Influence of arc constriction current frequency on tensile properties and microstructural evolution of tungsten inert gas welded thin sheets of aerospace alloy

Abstract

The main objective of this investigation is to study the influence of arc constriction current frequency (ACCF) on tensile properties and microstructural evolution of aerospace Alloy 718 sheets (2 mm in thickness) joined by constricted arc TIG (CA-TIG) welding process. One variable at a time approach of design of experiments (DOE) was used, in which ACCF was varied from 4 to 20 kHz at an interval of 5 levels while other parameters were kept constant. The joints welded using ACCF of 4 kHz exhibited superior tensile properties extending joint efficiency up to 99.20%. It is attributed to the grain refinement in fusion zone leading to the evolution of finer, discrete Laves phase in interdendritic areas. An increase of ACCF above 12 kHz caused severe grain growth and evolution of coarser Laves phase in fusion zone.
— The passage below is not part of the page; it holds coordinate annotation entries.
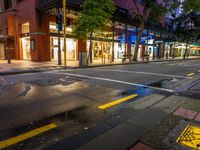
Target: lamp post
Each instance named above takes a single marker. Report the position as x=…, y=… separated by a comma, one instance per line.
x=64, y=30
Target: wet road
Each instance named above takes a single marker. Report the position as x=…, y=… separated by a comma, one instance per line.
x=71, y=98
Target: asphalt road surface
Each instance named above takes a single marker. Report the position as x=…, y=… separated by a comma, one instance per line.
x=73, y=101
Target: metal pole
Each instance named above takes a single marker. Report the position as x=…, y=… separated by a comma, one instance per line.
x=64, y=30
x=59, y=49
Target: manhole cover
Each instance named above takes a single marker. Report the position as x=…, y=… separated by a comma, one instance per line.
x=190, y=137
x=195, y=87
Alloy 718 welds showed more obvious tendency for Nb segregation and Laves phase formation at higher levels of ACCF due to the slower cooling rate. The volume fraction of Laves phase was increased by 62.31% at ACCF of 20 kHz compared to that at 4 kHz, thereby reducing the tensile properties of joints. This is mainly due to the stacking of heat input in weld thermal cycles at increased levels of ACCF.